Re: Batman/Maria/Superman
Yes, she was now officially suspicious of his motives; she had spent so much time trying to get him to do what SHIELD wanted, and now he suddenly was offering them anything they asked for, almost before they asked for it? Yeah, she wasn't entirely sure what to make of this new, cooperative Batman, and wasn't sure she trusted it. Or liked it. It would kill her to admit it allowed, but she liked being challenged, and confrontations with him was nothing if not challenging.
"Thirty percent fatality at minimum," she repeated, studying the screens. "Combined with the more than eighty percent - is that an appropriate estimate? - fatality of Joker Toxin." She nodded briskly at his assessment of what someone was aware of while under the influence of Fear Toxin; that, too could go in the report, an argument for what he was or was not aware of. No one could quite call the death "accidental" but it sure as hell hadn't been deliberate, and that made all the difference in the world.
Her eyebrows slowly raised as he described the intention. "Most homicides are committed under similar states," she said. Fear and anger, someone pushed into a corner - literal or a metaphoric snapping point - with no way out except through their attacker, and people found that killing was an acceptable solution: from soldiers on one extreme through battered wives to a usually-reasonable person (or unreasonable) having an incredibly bad day and simply snapping. Even cold, premeditated murder had a motive, a point where someone decided that the solution to their problem was to kill someone.

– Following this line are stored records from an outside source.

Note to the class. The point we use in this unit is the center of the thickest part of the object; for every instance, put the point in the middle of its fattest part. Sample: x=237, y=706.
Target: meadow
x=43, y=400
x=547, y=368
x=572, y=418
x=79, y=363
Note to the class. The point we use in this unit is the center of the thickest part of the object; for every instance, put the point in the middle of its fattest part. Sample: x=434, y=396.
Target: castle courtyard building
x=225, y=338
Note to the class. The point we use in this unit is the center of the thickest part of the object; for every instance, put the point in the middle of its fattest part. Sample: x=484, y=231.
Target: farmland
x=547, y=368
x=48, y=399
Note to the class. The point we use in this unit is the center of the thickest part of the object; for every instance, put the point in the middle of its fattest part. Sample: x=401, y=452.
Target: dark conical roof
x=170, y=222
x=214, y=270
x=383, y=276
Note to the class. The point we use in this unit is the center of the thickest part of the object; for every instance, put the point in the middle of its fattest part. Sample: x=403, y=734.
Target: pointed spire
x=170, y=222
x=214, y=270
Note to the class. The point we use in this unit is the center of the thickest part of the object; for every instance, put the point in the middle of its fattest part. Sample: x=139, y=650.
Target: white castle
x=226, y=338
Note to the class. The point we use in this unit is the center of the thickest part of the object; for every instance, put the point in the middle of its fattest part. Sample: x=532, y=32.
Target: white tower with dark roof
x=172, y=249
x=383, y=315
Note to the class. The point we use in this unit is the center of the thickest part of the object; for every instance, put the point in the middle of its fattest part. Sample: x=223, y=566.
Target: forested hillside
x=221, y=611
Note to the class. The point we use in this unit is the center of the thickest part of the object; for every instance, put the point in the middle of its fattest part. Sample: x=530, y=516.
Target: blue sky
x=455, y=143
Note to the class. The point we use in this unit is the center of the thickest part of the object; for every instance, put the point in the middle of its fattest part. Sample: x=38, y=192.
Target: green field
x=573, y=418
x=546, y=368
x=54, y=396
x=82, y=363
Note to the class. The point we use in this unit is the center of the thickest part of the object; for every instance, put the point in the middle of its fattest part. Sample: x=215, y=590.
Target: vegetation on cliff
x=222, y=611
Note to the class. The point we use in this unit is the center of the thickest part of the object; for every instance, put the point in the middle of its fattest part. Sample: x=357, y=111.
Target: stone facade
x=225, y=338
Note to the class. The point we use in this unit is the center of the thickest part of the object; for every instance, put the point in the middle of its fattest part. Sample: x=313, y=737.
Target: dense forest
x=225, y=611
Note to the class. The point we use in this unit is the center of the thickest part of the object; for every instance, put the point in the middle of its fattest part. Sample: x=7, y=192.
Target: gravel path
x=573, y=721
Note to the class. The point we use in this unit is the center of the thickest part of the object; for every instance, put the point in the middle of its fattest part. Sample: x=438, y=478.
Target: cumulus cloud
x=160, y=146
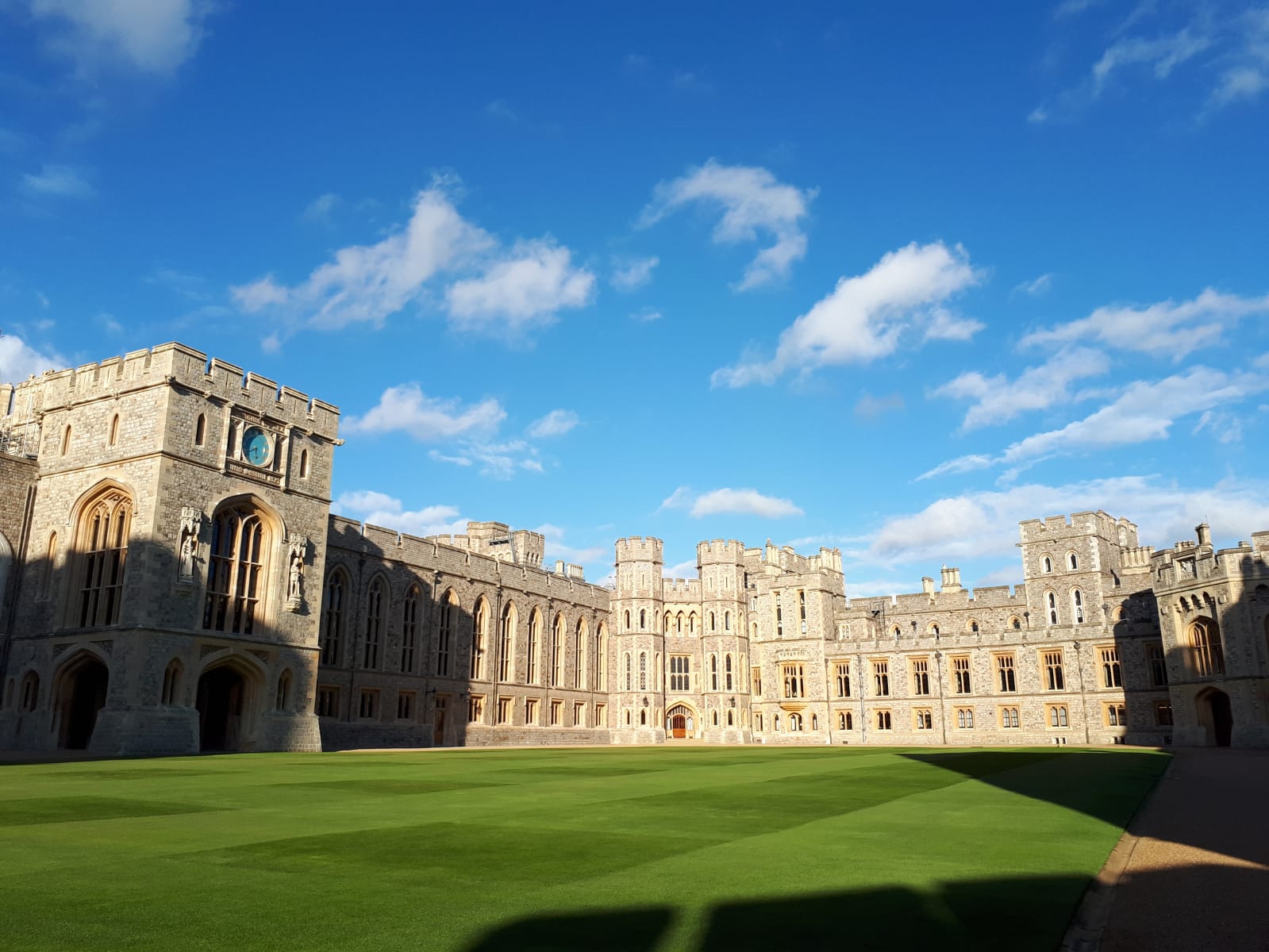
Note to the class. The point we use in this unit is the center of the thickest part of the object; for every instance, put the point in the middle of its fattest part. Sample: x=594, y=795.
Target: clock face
x=256, y=446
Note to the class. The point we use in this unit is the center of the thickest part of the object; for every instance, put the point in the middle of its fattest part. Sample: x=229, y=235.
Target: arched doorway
x=83, y=695
x=1216, y=715
x=680, y=721
x=221, y=696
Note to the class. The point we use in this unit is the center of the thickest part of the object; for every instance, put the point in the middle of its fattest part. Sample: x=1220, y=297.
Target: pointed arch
x=103, y=524
x=506, y=631
x=244, y=533
x=376, y=607
x=534, y=647
x=480, y=639
x=334, y=615
x=446, y=611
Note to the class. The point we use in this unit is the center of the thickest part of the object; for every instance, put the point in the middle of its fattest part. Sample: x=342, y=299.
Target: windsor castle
x=173, y=581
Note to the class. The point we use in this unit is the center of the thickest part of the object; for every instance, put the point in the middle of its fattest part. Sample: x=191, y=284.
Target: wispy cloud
x=753, y=202
x=56, y=182
x=148, y=36
x=629, y=274
x=481, y=286
x=1165, y=329
x=553, y=424
x=868, y=315
x=718, y=501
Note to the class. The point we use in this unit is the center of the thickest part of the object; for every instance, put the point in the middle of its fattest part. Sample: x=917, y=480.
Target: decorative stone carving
x=297, y=551
x=190, y=524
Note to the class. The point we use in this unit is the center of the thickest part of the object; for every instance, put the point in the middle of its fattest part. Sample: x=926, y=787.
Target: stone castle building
x=171, y=581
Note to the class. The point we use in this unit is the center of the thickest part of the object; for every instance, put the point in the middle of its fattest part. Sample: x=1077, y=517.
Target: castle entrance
x=680, y=721
x=83, y=696
x=221, y=693
x=1216, y=715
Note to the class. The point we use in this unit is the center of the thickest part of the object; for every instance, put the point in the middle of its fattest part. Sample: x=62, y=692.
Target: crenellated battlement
x=640, y=549
x=721, y=551
x=169, y=363
x=680, y=589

"What it proves is that he's mortal," she continued. "Which, while an alien with powers, I assume he is in the broadest sense of the word. It proves that he does not stand above us or beyond us, an impartial judge, but as one of us who fears and hurts and in desperation lashes out." For her, there could be no condemnation for someone under fire, afraid and hurt, killing their attacker; she found it hard to believe that anyone else would condemn him for it, either, but then, she would be the first to admit that she didn't understand civilians.
He volunteered still more, and in silent shock, she trailed him down to the sub-level and to the lead-lined cabinet with the lead-lined box, holding a fragment that glowed radioactive green. She scrambled to get the description of what it did, exactly, on record...then figured that it didn't matter. She had the pain on record. Looking at the fragment, she could add her personal experience standing in its presence; the ominous feel of it, even to her, the comments on what it did to him. It would get into the official report because he was telling her now. That was enough.
She folded her arms over her chest as he explained the most likely source. "Something big. Like, say, the death of Superman?" she suggested. "The Joker intended him to die as per an agreement with Luthor; Kal just managed to kill him first. Or at least seriously inconvenience him," she admitted with a shrug. "And if by doing so Kal is hurt, which hurts you...that's his goal achieved. They win," she summed up flatly. "So how do we take that from them and make it a win for us?"